2) The company’s internal changes and “distancing” during the process
Over months, he says the situation in his company deteriorated:
- Management stopped communicating directly.
- Tasks and expectations were often vague (“verbal + notebook notes”).
- Manager communications ceased before the final notice.
He interprets this as a psychological/HR practice of distancing an employee—reducing connection during the period leading to dismissal.
3) Immediate impact on life and finances
- He describes shock and depression-related symptoms:
- poor sleep
- loss of appetite
- weakness that affected gym performance
- Even with a severance package and savings (including property/mortgage planning), he emphasizes the psychological difference between:
- money (assets)
- income (ongoing flow)
- He describes unemployment as feeling like a countdown.
4) How he recovered: networking + rapid upskilling + job search strategy
Networking mattered more than direct job offers
- Conversations with former colleagues—including processing stress together (sometimes over drinks).
- People listening without immediately turning it into “please find me a job.”
Upskilling in parallel
- He identifies his role as “configuration/build” related and feared it was less marketable as the company’s tech stack became outdated.
- He focused on DevOps-related skills, highlighting:
- clouds
- Kubernetes
- AWS
- Docker
- Terraform
- Jenkins
- related certifications
- He accelerated learning rather than taking prolonged downtime.
CV/LinkedIn strategy
- He updated and uploaded his CV quickly.
- He applied broadly.
Timing observations
- Early winter: slower job search.
- By mid-January: job search improved.
5) Salary and expectations: “appetites must be curbed”
- He describes a painful mismatch between his previous senior salary and what Prague/Czech employers now offer.
- He claims many salaries comparable to his old level:
- no longer exist widely, or
- appear only under specific conditions (e.g., particular multinational pay bands).
- He also notes he initially asked for too high an amount, experienced silence/no callbacks, and had to adjust.
6) Hiring process findings in Prague/Czech Republic
He reports a “surprisingly vibrant” hiring environment in infrastructure/DevOps roles:
- He repeatedly emphasizes that DevOps/infrastructure work is still actively hiring.
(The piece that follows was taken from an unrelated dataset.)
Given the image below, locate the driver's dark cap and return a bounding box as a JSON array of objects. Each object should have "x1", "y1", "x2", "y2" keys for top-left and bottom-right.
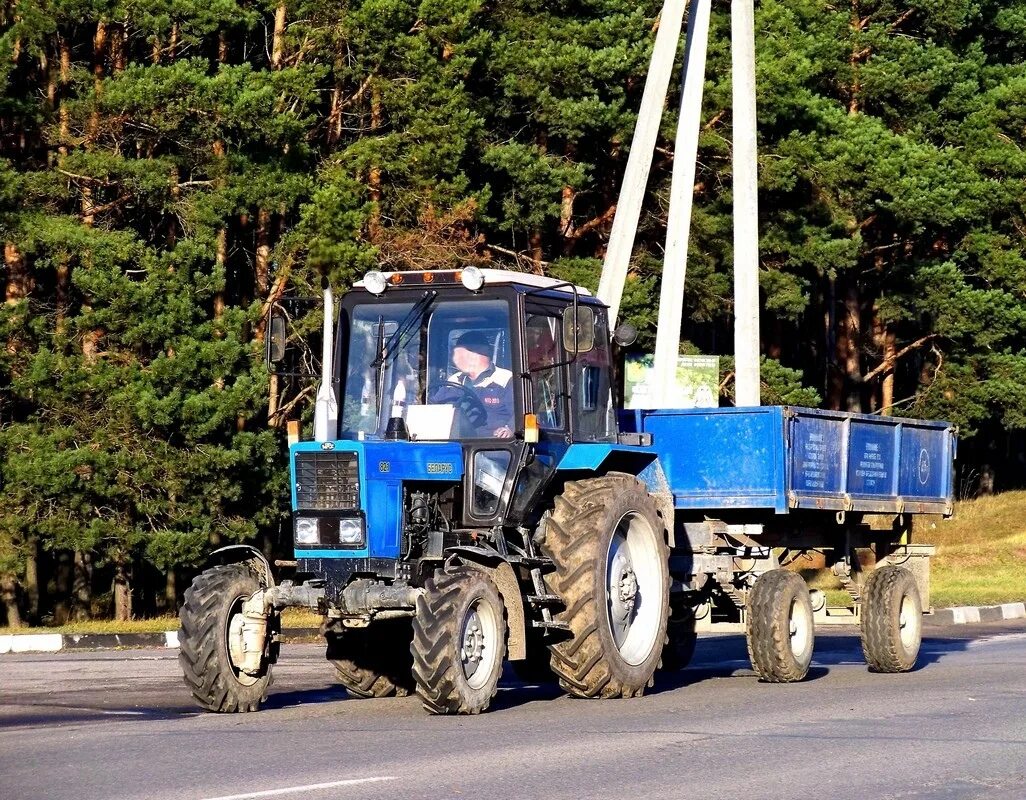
[{"x1": 454, "y1": 331, "x2": 492, "y2": 358}]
- He argues that narrow specialization (“I know one technology very well”) is less sufficient—candidates need broader programming/cloud context.
Additional points:
-
Russian citizenship alone did not automatically block interviews
- multiple companies still invited him
- he reports inbound messages even after he got hired
-
Education requirements are increasing
- Large employers increasingly require a diploma/bachelor’s degree.
- Examples he lists include: T-Mobile; Storage/others; Microsoft-related companies; Siemens; Dell; IBM.
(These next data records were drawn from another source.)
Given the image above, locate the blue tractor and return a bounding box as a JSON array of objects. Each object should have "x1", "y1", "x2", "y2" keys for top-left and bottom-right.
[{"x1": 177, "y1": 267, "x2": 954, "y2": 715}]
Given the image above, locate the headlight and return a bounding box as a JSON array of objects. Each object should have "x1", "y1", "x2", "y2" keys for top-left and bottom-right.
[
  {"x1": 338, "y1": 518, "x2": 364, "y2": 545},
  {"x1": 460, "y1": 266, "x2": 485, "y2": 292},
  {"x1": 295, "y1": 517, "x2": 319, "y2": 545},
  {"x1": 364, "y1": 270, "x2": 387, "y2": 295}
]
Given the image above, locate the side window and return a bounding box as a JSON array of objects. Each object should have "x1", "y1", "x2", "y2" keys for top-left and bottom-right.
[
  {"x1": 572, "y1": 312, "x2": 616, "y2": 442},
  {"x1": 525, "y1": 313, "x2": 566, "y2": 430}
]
- He stresses that his diploma was verified.
7) What helped him psychologically and professionally
He recommends:
- Maintain knowledge continuously
- update the stack every few years
- change roles or at least interview every 2–3 years to keep skills calibrated
- Confidence reset
- shake off imposter syndrome through proof of competence and repeated interviews
- Have a Plan B
- side income/hobby
- part-time/manual labor option
- music released on Spotify
- possible app/VPN test projects
- even local service advertising
His final view: the market can change suddenly, and Plan B protects against abrupt unemployment.
8) Where he lands: Europe vs the USA
- He contrasts the regions:
- Europe: described as more stable, conservative, humane, and reliable
- less sudden “mass-cut culture” than the US
- He still expects layoffs in extreme cases of corporate loss, but believes European labor management is generally less aggressive.
Outcome
He ultimately lands a new role. He mentions Rockwell Automation as the employer where HR reached out after his LinkedIn activity.
He describes one onsite interview experience, and then reports that an offer came within about a month of his dismissal, with a start date around March 1.
Presenters / Contributors
- Presenter / speaker: Unspecified individual (the subtitles do not provide a name).